Because some feature importance estimates may themselves be very unreliable (Zhang et al. 2019), CXPlain additionally provides uncertainty estimates for each feature importance estimate. It uses bootstrap resampling for that, i.e. training the explanation model on different subsets of the data (possibly containing duplicates) and using the importance scores of the runs to construct confidence intervals.
As AME, CXPlain provided more accurate feature importance estimates than LIME and SHAP, while being model-agnostic and still computationally efficient. Even though the approach works with arbitrary models, the accuracy of the estimates does depend on the predictive model and some model architectures seem to be better suited for explanation models.

# Conclusion

Although the problem statement of causal machine learning in healthcare is conceptually similar to other applications of causality in machine learning, the complexity is much higher. Much research is currently done on datasets with a few factors of variation and a relatively simple causal graph, such as robotics (Gondal 2019) or abstract reasoning on non-convoluted images (Locatello 2019).
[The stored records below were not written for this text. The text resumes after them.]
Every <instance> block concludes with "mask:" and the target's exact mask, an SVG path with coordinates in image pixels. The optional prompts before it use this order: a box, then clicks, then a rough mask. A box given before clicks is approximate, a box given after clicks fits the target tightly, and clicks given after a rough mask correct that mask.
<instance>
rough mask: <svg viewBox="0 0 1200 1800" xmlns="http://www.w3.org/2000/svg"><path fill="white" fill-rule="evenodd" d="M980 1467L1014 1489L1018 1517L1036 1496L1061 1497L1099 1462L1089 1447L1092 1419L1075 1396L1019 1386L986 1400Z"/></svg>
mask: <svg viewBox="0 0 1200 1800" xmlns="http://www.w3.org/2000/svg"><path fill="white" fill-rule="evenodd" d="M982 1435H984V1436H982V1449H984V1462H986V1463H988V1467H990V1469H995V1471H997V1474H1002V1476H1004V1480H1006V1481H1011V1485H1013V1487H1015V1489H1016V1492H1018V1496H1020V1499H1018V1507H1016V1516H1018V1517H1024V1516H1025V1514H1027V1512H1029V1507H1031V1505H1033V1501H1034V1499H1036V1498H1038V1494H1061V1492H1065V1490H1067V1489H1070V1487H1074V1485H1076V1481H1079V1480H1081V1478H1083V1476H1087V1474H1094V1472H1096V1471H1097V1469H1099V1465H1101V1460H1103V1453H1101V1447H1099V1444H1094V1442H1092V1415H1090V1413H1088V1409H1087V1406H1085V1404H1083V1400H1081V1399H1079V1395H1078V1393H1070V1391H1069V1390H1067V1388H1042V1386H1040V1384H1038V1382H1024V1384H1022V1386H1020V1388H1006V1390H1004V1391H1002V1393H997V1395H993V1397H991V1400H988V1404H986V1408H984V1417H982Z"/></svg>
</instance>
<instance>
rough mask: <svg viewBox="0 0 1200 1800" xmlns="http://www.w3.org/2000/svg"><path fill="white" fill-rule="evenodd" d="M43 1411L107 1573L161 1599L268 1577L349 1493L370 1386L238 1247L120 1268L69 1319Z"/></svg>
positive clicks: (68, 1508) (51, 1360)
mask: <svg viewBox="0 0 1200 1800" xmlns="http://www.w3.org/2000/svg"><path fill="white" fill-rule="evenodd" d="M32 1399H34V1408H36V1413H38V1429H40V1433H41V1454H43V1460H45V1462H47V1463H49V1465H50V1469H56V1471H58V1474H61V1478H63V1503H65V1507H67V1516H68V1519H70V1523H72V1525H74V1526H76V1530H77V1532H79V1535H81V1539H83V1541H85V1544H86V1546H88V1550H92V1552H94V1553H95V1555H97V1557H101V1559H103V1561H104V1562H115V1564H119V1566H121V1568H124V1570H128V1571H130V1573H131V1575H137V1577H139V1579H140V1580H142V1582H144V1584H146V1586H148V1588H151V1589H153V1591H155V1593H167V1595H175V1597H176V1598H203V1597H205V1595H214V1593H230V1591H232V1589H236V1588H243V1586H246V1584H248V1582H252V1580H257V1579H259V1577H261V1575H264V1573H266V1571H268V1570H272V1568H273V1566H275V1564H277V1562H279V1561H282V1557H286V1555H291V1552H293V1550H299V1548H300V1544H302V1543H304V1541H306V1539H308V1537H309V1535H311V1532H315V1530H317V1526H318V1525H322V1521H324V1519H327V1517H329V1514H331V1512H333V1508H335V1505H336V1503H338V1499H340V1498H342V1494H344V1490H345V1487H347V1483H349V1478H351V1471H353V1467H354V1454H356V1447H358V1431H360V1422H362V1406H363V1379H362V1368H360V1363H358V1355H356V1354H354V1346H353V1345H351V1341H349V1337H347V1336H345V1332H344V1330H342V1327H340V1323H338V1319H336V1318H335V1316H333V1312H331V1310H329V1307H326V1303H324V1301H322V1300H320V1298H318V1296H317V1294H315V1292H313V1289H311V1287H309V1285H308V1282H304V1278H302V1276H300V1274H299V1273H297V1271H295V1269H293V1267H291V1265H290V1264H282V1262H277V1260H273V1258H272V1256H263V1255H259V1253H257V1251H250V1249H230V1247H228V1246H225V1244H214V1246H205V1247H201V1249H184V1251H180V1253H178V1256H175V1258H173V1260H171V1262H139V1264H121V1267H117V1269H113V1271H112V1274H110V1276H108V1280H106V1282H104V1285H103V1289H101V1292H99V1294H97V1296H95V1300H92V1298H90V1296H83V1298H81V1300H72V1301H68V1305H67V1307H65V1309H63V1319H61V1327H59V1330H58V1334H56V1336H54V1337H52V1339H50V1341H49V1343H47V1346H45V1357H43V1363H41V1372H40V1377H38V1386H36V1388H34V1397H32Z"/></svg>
Because of the high complexity in the healthcare domain with very complicated relations and many causal factors, the current approaches often follow the pragmatic, task-solving based approach to causality: Instead of trying to infer all of the causal relationships (which may be very hard or even impossible to do for humans in healthcare), the goal is often to find useful, potentially causal relations that are helpful for solving tasks (that often involve humans).
It will be very interesting to see if we ever achieve a point where we are able to autonomously infer the causal graph in domains with such a high complexity and have enough confidence in the estimate to act upon it without human involvement. This would open up completely new possibilities such as cheap, personalized medicine and treatment procedures.
[1] Note that the term causality may be misleading in this context. Because of that, some researchers use the term “predictive causality”, meaning a variable contains useful information for predicting another (Diebold 2007). Granger himself later used the word “temporal relation” instead of causality (C. Granger and Newbold 1986).